Prologue
January 1866
Charlotte POV
Taking a walk by the seashore this morning brings about a happy feeling in my soul. Looking out over the water, I can see forever. Or at least it seems like it. There is no end to the water. It goes on and on. I watch as the waves rise and fall, lapping quietly against my feet. This is bliss.
As I watch the water glide over the sand to my feet, I realize that my hand is not empty. I am holding the hand of another. A strong hand, with long narrow fingers. A hand that I can tell embodies strength. My eyes slide from the hand up the lean but muscled arm which is attached to a shirtless torso that is drool worthy. While not overly muscular, the torso is firm and lean. A torso that is no stranger to hard work.

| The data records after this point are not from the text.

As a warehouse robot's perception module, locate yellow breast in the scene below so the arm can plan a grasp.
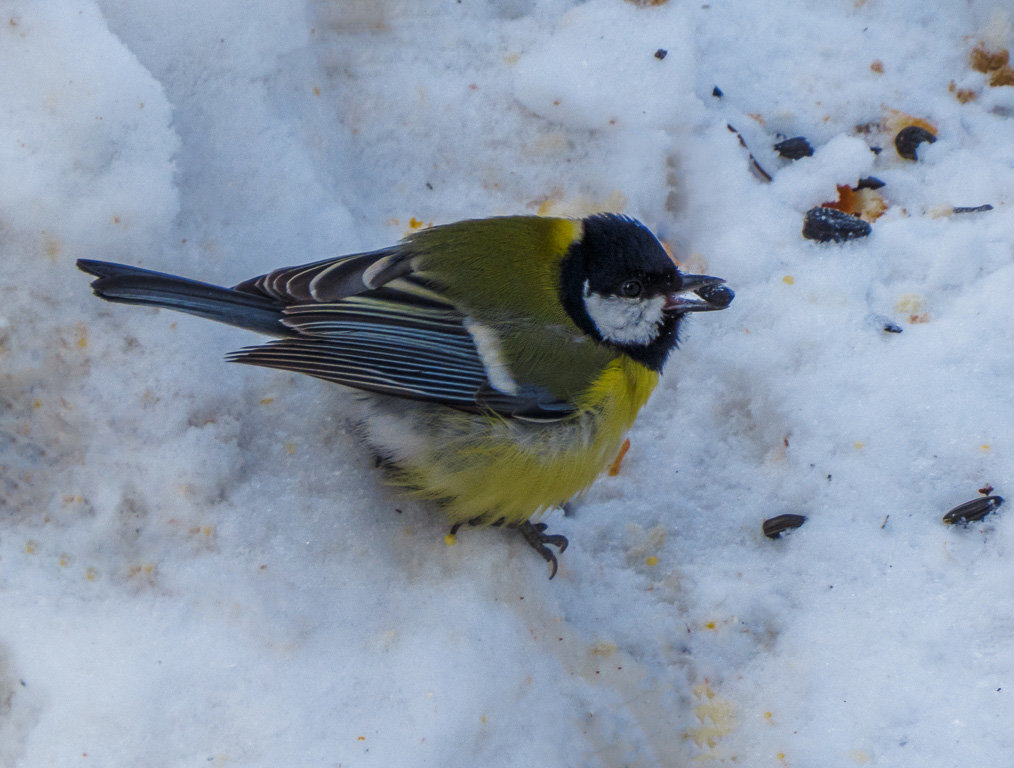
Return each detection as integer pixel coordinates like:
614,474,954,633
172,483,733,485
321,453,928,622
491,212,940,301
381,356,658,523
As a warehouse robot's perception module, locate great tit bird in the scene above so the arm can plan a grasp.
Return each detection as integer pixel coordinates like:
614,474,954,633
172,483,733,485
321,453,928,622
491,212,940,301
77,213,733,578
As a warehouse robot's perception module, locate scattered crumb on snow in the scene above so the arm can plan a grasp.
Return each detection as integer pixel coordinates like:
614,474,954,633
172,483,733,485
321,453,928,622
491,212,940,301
0,0,1014,768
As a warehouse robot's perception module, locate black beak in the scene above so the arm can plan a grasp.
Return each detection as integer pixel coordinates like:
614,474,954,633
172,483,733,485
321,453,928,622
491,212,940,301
662,275,736,315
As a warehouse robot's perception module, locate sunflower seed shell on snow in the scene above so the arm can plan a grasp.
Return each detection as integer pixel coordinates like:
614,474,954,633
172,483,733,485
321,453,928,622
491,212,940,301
803,207,872,242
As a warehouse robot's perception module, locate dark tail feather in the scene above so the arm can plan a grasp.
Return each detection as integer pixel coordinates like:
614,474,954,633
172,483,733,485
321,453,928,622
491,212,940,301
77,259,291,336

I feel my smile widen on my face as I take in the form before me. I lick my lips as desire consumes me. I can feel my cheeks deepen with a blush as my eyes lift to meet the same brown eyes that I dream about so often. My dream man is not much taller than I am and I can gaze into his eyes without the need to tilt my head back too much. His eyes are shining with love and I watch as desire pools in them.
“I love you,” I whisper, before his lips crash against mine.

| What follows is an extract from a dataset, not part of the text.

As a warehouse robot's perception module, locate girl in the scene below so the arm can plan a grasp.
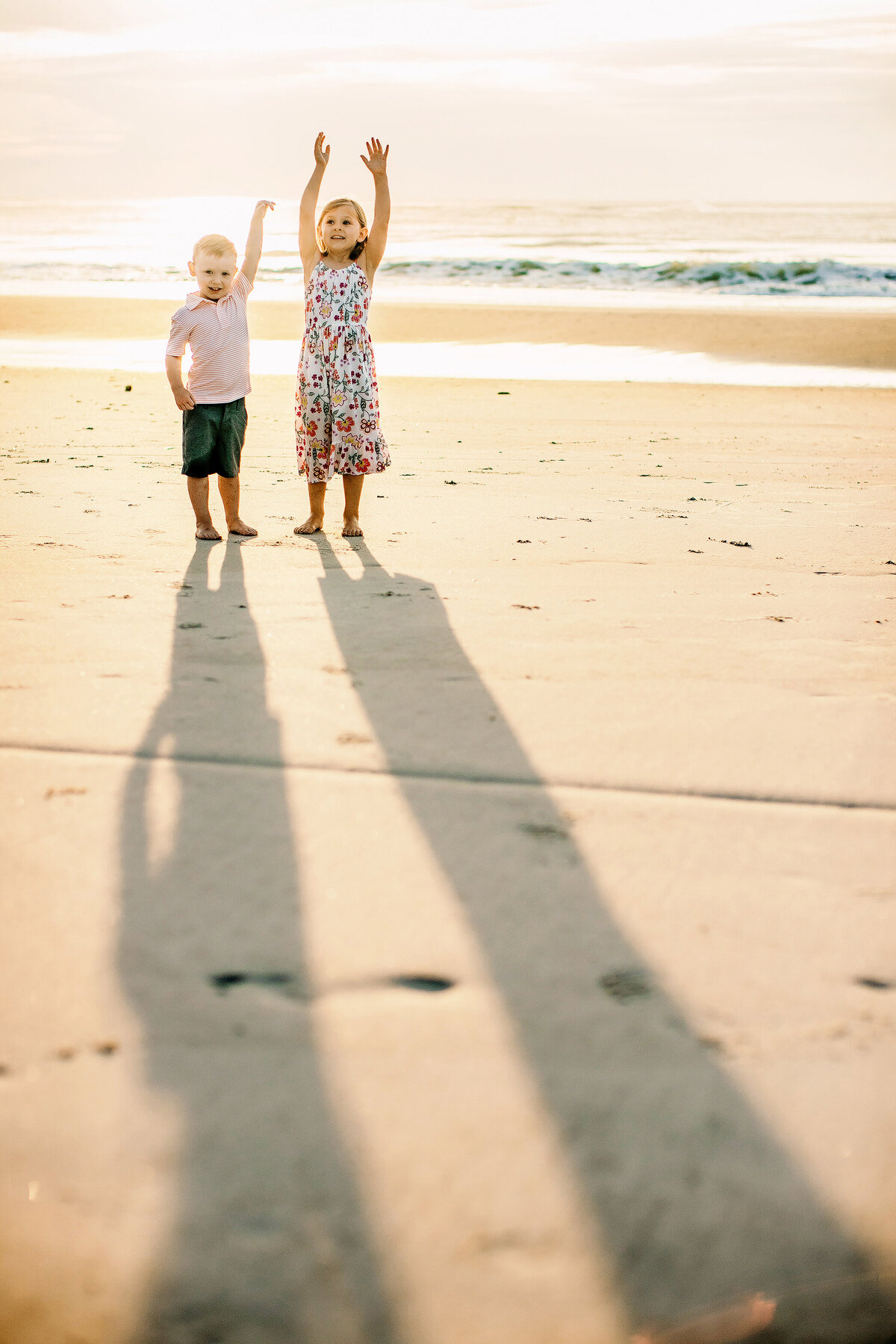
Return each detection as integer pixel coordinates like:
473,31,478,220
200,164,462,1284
294,131,390,536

The desire and passion between us threaten to consume me and I am barely able to keep the fire at bay. Our tongues are entwined and my hands roam his chest and arms, as I learn the curves and flat places of his gorgeous body. I am breathless when we finally break our kiss and I rest my head on his chest, trying to steady my racing heart.

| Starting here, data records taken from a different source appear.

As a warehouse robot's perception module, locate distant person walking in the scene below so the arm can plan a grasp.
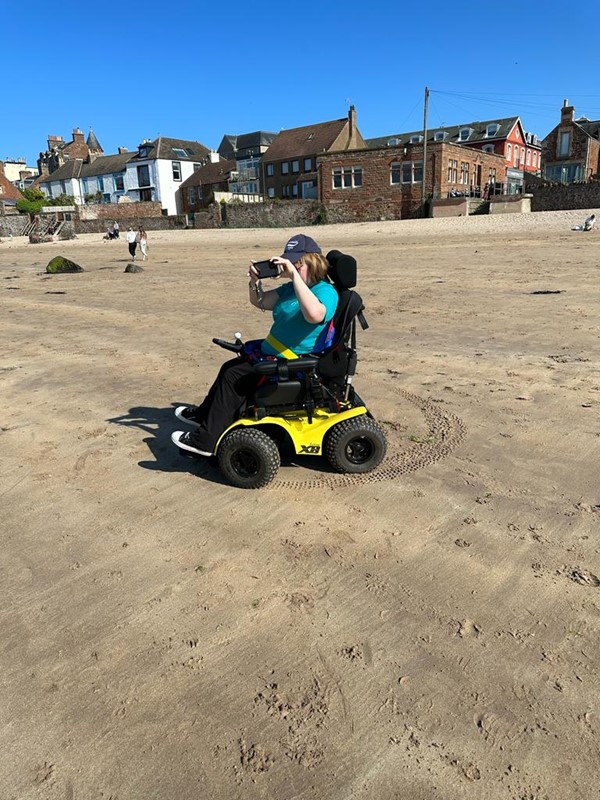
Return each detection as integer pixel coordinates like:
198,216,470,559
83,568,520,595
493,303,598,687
127,226,137,261
137,225,148,261
571,214,596,231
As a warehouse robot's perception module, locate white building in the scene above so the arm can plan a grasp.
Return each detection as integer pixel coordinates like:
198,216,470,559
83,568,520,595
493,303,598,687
37,136,210,215
125,136,210,214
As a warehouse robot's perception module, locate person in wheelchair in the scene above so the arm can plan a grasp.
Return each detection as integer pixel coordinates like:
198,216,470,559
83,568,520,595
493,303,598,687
171,233,338,456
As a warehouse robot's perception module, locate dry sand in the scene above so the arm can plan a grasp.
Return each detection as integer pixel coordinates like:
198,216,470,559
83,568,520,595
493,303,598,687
0,209,600,800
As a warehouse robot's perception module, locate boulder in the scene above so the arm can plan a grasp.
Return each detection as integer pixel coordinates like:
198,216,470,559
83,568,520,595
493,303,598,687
46,256,85,275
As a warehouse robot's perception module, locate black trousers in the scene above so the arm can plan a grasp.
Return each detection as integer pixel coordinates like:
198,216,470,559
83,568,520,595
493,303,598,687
190,358,260,453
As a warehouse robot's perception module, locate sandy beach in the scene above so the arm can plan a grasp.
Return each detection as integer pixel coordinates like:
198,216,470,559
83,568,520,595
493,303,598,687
0,209,600,800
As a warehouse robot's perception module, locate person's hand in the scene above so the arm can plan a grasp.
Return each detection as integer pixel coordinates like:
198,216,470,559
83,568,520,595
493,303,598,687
271,257,297,280
248,261,259,286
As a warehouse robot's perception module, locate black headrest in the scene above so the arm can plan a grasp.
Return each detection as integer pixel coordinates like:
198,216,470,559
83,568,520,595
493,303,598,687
327,250,356,291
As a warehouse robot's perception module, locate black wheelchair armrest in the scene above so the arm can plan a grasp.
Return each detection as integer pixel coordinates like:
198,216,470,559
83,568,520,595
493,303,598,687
254,356,319,377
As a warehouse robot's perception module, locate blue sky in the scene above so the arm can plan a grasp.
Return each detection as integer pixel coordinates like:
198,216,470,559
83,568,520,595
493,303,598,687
0,0,600,165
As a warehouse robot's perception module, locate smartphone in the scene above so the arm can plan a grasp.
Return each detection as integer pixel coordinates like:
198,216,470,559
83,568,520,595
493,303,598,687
254,261,281,278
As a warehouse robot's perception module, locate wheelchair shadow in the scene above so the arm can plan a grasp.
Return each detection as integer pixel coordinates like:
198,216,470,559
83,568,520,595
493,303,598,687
106,401,336,486
106,402,229,486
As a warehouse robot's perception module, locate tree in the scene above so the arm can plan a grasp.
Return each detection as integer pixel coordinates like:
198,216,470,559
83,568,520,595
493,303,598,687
16,188,48,214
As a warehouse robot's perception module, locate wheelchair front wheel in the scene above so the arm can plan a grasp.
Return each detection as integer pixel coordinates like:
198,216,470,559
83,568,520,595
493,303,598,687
217,427,281,489
325,414,387,473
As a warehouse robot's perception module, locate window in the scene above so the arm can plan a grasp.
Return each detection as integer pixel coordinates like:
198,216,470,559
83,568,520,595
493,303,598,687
402,161,423,183
332,167,362,189
137,164,150,186
558,131,571,157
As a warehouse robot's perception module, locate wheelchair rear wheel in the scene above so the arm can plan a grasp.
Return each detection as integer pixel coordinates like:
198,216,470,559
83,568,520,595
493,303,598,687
217,428,281,489
325,414,387,473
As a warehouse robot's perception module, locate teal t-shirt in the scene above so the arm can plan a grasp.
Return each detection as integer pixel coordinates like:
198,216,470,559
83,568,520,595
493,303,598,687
261,281,338,356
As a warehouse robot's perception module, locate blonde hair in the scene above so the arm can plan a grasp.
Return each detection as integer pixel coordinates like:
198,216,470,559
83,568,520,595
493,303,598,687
302,253,329,286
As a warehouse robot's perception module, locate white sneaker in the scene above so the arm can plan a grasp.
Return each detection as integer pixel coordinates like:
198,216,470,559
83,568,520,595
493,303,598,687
175,406,200,428
171,431,212,458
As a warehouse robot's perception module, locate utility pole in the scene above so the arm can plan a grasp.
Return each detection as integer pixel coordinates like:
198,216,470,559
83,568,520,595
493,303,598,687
421,86,429,216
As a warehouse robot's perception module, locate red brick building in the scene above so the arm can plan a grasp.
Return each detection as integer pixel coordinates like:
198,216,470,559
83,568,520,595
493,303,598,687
262,106,366,200
317,137,505,219
367,117,542,194
542,100,600,183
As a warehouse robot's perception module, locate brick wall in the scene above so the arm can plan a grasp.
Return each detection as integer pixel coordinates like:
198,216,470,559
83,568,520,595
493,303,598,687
77,203,161,224
318,142,505,221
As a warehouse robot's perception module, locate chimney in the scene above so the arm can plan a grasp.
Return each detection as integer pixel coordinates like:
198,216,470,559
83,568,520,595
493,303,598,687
560,100,575,125
48,134,64,150
347,106,356,149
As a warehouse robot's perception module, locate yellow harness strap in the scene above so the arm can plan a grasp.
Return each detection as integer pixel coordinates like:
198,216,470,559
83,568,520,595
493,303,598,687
265,334,298,361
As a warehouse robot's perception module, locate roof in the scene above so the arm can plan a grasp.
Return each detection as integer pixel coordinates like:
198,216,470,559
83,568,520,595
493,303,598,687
575,119,600,139
181,160,237,189
263,117,348,161
218,131,277,158
366,117,532,148
131,136,210,161
36,158,83,186
81,153,135,178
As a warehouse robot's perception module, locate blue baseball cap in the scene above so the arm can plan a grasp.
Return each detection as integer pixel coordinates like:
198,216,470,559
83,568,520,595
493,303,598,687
281,233,321,264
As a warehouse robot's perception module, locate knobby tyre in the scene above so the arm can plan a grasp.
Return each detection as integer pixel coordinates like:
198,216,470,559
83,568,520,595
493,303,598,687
325,414,387,473
217,428,281,489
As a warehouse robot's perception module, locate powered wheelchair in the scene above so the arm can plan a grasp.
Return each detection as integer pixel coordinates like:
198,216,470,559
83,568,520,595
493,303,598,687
206,250,387,489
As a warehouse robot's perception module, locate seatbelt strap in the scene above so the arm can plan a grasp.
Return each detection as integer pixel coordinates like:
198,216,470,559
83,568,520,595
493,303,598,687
265,334,298,361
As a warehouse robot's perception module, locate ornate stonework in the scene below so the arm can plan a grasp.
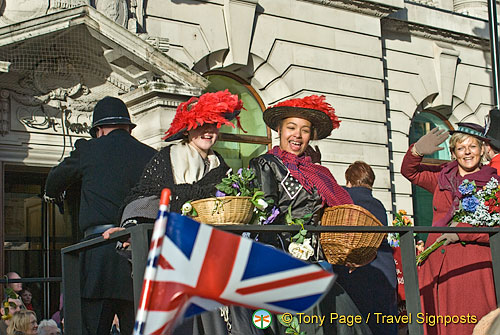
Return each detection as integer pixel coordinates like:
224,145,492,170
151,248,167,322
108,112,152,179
305,0,399,17
0,90,10,136
381,18,489,50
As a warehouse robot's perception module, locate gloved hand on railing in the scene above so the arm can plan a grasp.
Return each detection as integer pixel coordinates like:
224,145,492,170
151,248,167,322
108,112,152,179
413,128,448,156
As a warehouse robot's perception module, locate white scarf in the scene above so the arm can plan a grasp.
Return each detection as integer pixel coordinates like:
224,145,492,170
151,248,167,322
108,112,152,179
170,142,220,184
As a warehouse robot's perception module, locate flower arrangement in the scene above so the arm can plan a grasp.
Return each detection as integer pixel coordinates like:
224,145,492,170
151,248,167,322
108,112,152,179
182,168,279,224
285,207,314,261
417,177,500,265
387,209,413,248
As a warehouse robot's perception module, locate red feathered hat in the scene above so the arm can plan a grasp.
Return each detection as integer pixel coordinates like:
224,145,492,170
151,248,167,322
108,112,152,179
162,90,243,142
264,95,340,140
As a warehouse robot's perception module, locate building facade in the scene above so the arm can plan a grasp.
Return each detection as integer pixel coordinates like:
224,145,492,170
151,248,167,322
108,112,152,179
0,0,492,318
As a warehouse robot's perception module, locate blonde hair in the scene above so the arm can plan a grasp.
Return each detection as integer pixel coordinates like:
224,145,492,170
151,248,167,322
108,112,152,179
7,309,36,335
450,133,483,155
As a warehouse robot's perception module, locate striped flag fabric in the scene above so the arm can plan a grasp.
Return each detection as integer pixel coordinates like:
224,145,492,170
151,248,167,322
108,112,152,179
134,190,335,335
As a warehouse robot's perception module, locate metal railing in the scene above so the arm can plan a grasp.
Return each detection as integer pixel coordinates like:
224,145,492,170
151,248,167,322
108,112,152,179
61,224,500,335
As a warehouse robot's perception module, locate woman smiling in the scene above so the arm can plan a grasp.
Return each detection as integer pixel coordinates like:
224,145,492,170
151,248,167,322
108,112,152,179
401,123,500,335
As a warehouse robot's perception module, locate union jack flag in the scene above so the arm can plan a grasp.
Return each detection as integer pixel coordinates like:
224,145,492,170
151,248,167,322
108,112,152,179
134,190,334,335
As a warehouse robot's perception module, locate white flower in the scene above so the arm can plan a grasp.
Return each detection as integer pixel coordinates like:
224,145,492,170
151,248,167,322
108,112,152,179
257,198,269,210
182,202,193,215
288,238,314,261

“Char,” he murmurs to me. “I love you so much.”
I lean my head back and look into his eyes and I see pain instead of the love I was expecting to find. I tilt my head and squint at him in confusion. What was going on? Why did he look like he was in pain?
Before I could speak, he was ripped my embrace. I screamed for him and tried to reach him, but I was not able to touch him. He was being dragged into the sea, away from me. The monster’s arms looked like tentacles, similar to an octopus. One tentacle was wrapped around his forehead like a bandana. The other tentacle was reaching into his chest, as if attacking his heart.
“Let him go!” I cried out to the monster. But it refused to stop dragging him into the sea.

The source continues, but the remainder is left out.